Pastor on McCain's Rejection; McCain's Medical Records Under the Microscope; Interview With Obama Supporter Governor Janet Napolitano

Aired May 23, 2008 - 16:00   ET

THIS IS A RUSH TRANSCRIPT. THIS COPY MAY NOT BE IN ITS FINAL FORM AND MAY BE UPDATED.


WOLF BLITZER, CNN ANCHOR: Happening now, Pastor John Hagee says it's best that he and John McCain have parted ways. Hagee spoke out only moments ago about McCain's rejection and about his views on Hitler and the Holocaust. It's a new development in a story we broke here in THE SITUATION ROOM.
Also, John McCain's medical records under the microscope. Is the 71-year-old cancer survivor up to the rigors of being president? Our Dr.
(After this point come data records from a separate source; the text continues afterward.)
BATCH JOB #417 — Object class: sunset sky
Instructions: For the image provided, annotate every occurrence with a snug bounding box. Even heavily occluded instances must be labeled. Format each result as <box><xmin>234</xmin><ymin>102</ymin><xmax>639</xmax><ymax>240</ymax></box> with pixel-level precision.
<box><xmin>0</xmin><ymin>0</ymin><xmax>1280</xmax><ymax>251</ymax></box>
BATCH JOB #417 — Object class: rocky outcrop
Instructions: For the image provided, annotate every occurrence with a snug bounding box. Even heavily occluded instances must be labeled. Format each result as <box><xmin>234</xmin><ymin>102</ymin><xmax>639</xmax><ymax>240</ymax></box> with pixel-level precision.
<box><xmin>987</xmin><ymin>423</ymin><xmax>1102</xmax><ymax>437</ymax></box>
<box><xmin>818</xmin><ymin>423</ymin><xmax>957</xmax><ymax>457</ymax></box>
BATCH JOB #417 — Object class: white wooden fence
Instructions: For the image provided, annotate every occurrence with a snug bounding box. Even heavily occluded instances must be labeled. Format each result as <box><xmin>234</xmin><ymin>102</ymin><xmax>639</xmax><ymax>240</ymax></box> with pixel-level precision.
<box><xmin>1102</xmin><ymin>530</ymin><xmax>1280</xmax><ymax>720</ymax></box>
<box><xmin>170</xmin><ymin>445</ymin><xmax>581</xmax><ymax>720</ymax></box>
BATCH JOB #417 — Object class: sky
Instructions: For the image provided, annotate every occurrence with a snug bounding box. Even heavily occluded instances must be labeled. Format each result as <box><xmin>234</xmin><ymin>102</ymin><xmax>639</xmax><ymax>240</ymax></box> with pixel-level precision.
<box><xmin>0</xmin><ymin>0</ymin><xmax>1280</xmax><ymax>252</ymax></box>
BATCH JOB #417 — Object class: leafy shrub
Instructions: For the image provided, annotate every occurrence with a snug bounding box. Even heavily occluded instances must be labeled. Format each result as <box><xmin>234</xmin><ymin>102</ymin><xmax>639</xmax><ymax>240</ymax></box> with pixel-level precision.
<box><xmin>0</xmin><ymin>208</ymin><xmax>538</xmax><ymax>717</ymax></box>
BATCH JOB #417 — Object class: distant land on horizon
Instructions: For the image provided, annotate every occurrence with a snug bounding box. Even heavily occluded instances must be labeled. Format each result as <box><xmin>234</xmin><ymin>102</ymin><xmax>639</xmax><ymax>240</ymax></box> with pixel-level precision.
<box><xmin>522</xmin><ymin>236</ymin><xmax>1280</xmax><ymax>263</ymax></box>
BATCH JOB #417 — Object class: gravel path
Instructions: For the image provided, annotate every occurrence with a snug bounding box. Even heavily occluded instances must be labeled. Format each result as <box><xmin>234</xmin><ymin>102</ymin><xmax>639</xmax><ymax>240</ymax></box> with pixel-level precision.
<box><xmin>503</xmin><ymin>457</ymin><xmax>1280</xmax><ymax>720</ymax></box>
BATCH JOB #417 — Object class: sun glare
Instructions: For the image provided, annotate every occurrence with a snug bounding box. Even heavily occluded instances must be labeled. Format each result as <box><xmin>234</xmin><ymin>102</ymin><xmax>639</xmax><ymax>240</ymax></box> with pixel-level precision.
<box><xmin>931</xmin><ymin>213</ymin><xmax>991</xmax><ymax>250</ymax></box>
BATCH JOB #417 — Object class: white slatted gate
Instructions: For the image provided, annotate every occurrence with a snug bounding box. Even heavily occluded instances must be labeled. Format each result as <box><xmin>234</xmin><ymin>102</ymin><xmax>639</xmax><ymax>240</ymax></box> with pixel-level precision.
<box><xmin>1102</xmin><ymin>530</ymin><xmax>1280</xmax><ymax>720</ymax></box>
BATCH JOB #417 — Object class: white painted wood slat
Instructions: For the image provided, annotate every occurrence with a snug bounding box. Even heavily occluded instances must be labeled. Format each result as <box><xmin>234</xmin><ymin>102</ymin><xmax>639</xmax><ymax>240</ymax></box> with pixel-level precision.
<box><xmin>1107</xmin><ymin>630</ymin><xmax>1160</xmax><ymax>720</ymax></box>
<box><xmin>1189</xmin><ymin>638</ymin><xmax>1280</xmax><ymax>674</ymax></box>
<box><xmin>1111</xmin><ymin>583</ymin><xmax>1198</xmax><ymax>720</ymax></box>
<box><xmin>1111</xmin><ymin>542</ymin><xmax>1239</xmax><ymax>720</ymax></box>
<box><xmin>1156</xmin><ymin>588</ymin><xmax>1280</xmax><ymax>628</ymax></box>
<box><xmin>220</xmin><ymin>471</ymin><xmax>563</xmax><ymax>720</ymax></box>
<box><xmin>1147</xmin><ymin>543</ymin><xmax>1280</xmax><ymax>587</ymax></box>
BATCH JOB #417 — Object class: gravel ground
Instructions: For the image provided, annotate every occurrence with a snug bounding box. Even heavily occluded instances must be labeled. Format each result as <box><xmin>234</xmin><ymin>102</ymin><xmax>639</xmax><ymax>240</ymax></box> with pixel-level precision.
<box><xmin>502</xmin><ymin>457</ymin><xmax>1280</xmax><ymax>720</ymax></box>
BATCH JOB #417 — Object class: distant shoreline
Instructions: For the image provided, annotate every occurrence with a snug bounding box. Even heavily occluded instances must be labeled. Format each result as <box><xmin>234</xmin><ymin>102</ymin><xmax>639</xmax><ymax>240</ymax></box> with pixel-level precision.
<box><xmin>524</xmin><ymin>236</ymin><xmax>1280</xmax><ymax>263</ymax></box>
Sanjay Gupta is on the case.

And Barack Obama courts another group of Florida voters he'll need in the fall. And some Hillary Clinton supporters push her to find an exit strategy.

I'll ask a leading Obama supporter, the Arizona governor, Janet Napolitano, about the hard road ahead.

I'm Wolf Blitzer. You're in THE SITUATION ROOM.

Pastor John Hagee says he's looking for closure today, only about 24 hours after John McCain rejected his presidential endorsement. Hagee says he's been the target of "vicious lies."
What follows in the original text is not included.